I've already tried the revdep-rebuild thing, didn't fix it. Also tried remaking my kernel and booting off that, no dice though.  It seems to be a problem with a package, but I can't figure otu which one.

Edit: It seems to be related to networkmanager... I noticed restarting it by hand would also lock the system, so I removed it and no more issue. Now I'm trying to get it running with wpa_supplicant, for some reason ifconfig isn't seeing my bcm4311 anymore though, but iwconfig is. iwconfig is saying that it doesn't support scanning though, and ifconfig says it doesn't see it at all so I can't bring the device up.

Edit2: Ok, that fixed the problem. Don't know what started this, but after moving everything over to wpa_supplicant the system is rock-solid again.
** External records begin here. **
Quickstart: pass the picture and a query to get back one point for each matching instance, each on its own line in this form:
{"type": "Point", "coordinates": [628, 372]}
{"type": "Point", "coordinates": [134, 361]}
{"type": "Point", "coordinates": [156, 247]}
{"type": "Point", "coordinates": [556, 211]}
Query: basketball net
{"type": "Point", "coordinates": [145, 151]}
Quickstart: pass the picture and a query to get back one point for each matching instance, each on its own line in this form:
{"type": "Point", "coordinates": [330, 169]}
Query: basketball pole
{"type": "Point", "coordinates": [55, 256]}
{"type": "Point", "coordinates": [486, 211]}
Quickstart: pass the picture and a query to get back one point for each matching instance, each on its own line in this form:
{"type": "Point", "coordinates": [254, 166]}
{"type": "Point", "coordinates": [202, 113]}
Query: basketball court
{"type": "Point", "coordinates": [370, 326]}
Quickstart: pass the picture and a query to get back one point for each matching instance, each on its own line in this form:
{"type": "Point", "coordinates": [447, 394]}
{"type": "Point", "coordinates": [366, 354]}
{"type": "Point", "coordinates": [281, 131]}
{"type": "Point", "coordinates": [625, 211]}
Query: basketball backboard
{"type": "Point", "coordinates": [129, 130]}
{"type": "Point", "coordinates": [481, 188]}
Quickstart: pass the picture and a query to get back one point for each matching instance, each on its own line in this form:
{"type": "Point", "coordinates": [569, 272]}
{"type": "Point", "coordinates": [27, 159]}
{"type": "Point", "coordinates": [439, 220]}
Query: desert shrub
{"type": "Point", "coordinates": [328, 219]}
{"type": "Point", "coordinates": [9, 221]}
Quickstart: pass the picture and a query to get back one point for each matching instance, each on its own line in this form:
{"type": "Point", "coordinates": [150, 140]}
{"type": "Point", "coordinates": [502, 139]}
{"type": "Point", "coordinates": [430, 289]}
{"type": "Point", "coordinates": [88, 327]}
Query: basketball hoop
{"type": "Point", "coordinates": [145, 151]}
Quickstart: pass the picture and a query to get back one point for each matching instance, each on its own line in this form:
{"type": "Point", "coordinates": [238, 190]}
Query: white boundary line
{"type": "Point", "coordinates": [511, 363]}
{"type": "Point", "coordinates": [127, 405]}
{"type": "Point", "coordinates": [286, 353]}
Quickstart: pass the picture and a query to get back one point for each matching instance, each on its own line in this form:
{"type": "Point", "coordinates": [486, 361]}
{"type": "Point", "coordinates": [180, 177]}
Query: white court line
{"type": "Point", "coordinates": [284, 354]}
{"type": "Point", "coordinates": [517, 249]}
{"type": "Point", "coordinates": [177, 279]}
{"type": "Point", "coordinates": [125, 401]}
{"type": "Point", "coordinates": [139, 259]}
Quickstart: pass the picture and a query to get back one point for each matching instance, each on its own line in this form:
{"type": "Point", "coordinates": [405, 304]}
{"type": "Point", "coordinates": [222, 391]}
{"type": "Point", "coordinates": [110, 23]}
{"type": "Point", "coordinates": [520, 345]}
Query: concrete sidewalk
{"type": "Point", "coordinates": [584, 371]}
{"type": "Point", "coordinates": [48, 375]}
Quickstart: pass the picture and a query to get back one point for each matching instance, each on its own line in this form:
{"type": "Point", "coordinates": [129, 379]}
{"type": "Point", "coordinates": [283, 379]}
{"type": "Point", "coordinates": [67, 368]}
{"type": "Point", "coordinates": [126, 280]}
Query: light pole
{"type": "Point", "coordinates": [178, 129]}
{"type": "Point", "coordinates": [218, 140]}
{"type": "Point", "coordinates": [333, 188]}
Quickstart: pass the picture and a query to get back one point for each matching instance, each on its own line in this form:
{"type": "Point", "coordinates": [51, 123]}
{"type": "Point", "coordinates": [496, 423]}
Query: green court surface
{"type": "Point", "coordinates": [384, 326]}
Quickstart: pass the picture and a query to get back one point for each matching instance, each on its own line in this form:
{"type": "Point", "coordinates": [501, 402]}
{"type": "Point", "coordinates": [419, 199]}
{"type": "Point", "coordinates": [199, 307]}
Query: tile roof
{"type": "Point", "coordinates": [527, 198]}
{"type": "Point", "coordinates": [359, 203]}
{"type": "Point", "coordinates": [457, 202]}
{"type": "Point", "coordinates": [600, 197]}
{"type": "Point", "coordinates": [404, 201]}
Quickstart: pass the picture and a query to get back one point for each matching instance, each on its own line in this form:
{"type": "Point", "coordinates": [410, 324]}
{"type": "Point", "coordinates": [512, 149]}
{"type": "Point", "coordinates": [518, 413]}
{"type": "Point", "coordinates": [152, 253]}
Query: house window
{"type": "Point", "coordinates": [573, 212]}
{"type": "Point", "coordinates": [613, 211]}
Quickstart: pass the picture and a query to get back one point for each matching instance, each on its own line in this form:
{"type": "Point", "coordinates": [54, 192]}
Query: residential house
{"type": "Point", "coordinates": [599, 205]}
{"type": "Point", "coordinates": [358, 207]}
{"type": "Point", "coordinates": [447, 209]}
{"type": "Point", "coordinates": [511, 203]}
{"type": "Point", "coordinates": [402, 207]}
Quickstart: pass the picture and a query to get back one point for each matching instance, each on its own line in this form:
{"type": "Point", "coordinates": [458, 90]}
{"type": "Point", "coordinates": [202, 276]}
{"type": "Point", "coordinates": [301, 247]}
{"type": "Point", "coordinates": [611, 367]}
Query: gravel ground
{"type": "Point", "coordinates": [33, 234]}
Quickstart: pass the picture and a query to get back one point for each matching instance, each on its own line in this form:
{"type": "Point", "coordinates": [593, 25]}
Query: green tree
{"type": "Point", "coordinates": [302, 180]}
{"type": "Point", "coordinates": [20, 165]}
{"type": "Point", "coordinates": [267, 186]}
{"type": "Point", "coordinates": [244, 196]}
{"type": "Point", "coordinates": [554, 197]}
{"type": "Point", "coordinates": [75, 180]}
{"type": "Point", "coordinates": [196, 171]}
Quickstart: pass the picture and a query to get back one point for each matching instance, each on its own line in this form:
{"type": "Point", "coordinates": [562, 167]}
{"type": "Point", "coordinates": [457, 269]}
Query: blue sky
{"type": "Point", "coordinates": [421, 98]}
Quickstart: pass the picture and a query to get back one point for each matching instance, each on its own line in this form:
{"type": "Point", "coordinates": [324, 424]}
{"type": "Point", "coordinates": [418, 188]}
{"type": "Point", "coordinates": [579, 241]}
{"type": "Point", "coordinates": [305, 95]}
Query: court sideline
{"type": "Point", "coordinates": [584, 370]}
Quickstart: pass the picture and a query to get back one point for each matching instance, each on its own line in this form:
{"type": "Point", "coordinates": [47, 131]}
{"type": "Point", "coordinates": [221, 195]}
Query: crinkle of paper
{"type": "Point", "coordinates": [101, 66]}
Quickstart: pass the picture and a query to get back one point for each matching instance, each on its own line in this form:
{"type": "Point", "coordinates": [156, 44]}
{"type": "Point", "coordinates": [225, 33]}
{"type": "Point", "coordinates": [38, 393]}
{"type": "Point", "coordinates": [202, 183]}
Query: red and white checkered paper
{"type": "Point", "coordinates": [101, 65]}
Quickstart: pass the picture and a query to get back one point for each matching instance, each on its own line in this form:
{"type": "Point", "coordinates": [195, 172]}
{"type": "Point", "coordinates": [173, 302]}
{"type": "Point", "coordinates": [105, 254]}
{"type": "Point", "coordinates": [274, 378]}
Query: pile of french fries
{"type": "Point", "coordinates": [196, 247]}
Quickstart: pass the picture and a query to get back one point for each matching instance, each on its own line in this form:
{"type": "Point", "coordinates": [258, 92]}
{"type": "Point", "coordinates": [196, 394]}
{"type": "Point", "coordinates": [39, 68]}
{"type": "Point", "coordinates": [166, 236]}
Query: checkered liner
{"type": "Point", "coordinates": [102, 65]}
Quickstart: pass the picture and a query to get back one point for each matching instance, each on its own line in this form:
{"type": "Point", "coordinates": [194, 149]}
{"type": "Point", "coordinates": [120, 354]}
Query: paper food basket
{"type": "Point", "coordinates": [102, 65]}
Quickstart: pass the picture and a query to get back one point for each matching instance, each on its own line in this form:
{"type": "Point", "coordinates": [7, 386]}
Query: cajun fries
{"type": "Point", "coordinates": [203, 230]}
Strangely my logs and such didn't help at all with pointing it out, just some trial and error with shutting down init scripts.

----------

## dougthug

I'm having this same exact issue, but I don't want to abandon NetworkManager.  Is there anyone other than the two of us that have seen this problem?  Thanks.

----------

## theMerge

Same here.  I think this warrants a bug report.  Has anyone checked or submitted one?

----------

## dougthug

I'm don't think this should be in the 'Kernel & Hardware' section.  This is an issue with NetworkManager.  Anyone know how to get a topic moved to another forum.  I think this should either be under 'Desktop Environments' or 'Networking & Security'.  Thanks.

----------

## KAMIKAZE_

same here  :Evil or Very Mad: 

----------

## retroman

interesting..................

This issue exists on both of my HP DV 6000's, one 32-bit mode the other 64-bit mode.  Both hang on shutting down loopback.

However I DO NOT have the problem on my toshiba satellite running the same versions of the software.

I further noticed on the HP's that If I do not run knetworkmanager, the HP's will shut down fine. only after i connect to a wireless network does the problem happen.

maybe dbus/kernel related related?

The issue does not happen in 2.6.22r8, it does happen in 2.6.23r3!!!!!!!!!!!!!!!!!

----------

## retroman

I can say now that on the Hp laptops (the ones that had the issue) the problem does not appear using 2.6.24rc7.

----------

## dougthug

Wonder if it's any coincidence that I'm having this problem on my HP laptop?  Probably just that, but you never know with these fickle things...

----------

## dougthug

Well, I updated my kernel to  2.6.23-gentoo-r6 last night, and still the same problem.  Anyone having any success remedying this?  Thanks.

----------

## retroman

ill confirm the 2.6.23r6 does not fix the issue

----------